Learn more about Kelley, as she opens up about her relationship with her grandmother and why she's so motivated to succeed.
1. Knowing what you know now, what is one piece of advice you would give to a younger you?
One piece of advice I would give a younger me is to enjoy every moment. I know, I know, it sounds cliché, but time flies. All too often we are trying to record a performance at a concert instead of just taking it all in and enjoying every second of it. We hide behind bright, little screens instead of taking just a second to look up and see who and what is around us. There will always be another time and another hour to work, but those little times that you spend with people that are important to you are times that you can never get back.
2. If you could have lunch with anyone in the world tomorrow, who would it be and why?
If I could have lunch with anyone in the world tomorrow, it would be my Nani (my grandma). She passed away when I was a freshman in high school. To this day, she is still one of the most influential figures in my life. She was filled with grace and wisdom. She was always defying the odds. She was a strong woman who knew the value of hard work and could stand on her own two feet. She also knew the importance of knowing that you didn’t always have to stand alone. She had a passion for travel and always had one bag packed. She never regretted one thing in her life because she never left anything unsaid or a moment un-lived to the fullest. She passed along many values and a mindset that I still live by today.
3. What is your biggest motivation to succeed and live the life you want to live?
I want to make a difference that is bigger than me. My brother always tells me, “So many people live every day just to be average. Don’t be one of them.” So every day, I wake up with the determination to make something of myself for the hope that it inspires others around me to do the same.
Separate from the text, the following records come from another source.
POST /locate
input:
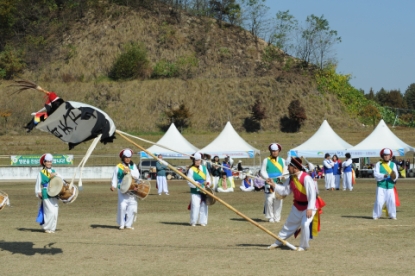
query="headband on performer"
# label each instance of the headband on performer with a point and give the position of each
(297, 162)
(274, 146)
(45, 157)
(126, 153)
(197, 156)
(386, 151)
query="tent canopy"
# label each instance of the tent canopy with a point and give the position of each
(381, 137)
(230, 143)
(325, 140)
(172, 139)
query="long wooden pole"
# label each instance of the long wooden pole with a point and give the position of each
(212, 195)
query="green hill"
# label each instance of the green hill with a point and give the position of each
(220, 71)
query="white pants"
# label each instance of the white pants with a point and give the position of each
(50, 213)
(198, 210)
(273, 207)
(244, 189)
(221, 190)
(347, 181)
(215, 182)
(295, 220)
(162, 184)
(329, 180)
(127, 209)
(384, 196)
(337, 181)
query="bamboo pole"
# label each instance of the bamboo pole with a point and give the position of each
(212, 195)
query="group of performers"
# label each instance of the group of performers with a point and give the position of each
(333, 169)
(282, 177)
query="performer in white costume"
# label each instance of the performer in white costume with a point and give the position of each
(305, 206)
(247, 184)
(347, 167)
(386, 175)
(161, 168)
(127, 203)
(328, 172)
(49, 208)
(336, 171)
(198, 207)
(272, 167)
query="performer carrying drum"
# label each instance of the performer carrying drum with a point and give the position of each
(48, 211)
(127, 202)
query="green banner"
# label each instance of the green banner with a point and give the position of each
(33, 160)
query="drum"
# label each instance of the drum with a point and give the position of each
(4, 200)
(126, 183)
(68, 195)
(55, 186)
(210, 200)
(143, 189)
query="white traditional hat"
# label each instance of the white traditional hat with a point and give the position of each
(126, 153)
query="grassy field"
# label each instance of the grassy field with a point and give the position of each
(87, 241)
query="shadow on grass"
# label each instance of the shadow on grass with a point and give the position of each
(175, 223)
(362, 217)
(242, 219)
(26, 248)
(32, 230)
(263, 246)
(104, 226)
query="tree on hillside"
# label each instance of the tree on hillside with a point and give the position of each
(180, 116)
(371, 95)
(253, 123)
(410, 96)
(370, 115)
(281, 35)
(382, 97)
(295, 119)
(316, 41)
(396, 99)
(254, 17)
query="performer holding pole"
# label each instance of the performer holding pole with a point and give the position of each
(347, 173)
(127, 203)
(272, 167)
(49, 208)
(123, 134)
(198, 208)
(386, 175)
(306, 209)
4. What is your biggest fear and how have you overcome it?
My biggest fear is being inadequate; that the work I do won’t be valuable or won’t make as big of an impact as I had hoped. However, my dad taught me a very important lesson at a young age: “Whether you think you can or you think you can’t, you’re right.” It’s all a matter of mindset and your mindset is contagious. So I’ve learned not to be my own worst enemy, but rather my own best asset.
5. What is one defining moment that has made you who you are today?
When I was 14, I had a teacher tell me that I would never be successful. Being a fairly successful student up to that point, I had never had anyone doubt me as a person or a student. From that point forward, I made a promise to myself that no one would ever be able to say that to me ever again. So everyday, I push myself to be better, think bigger, and strive farther.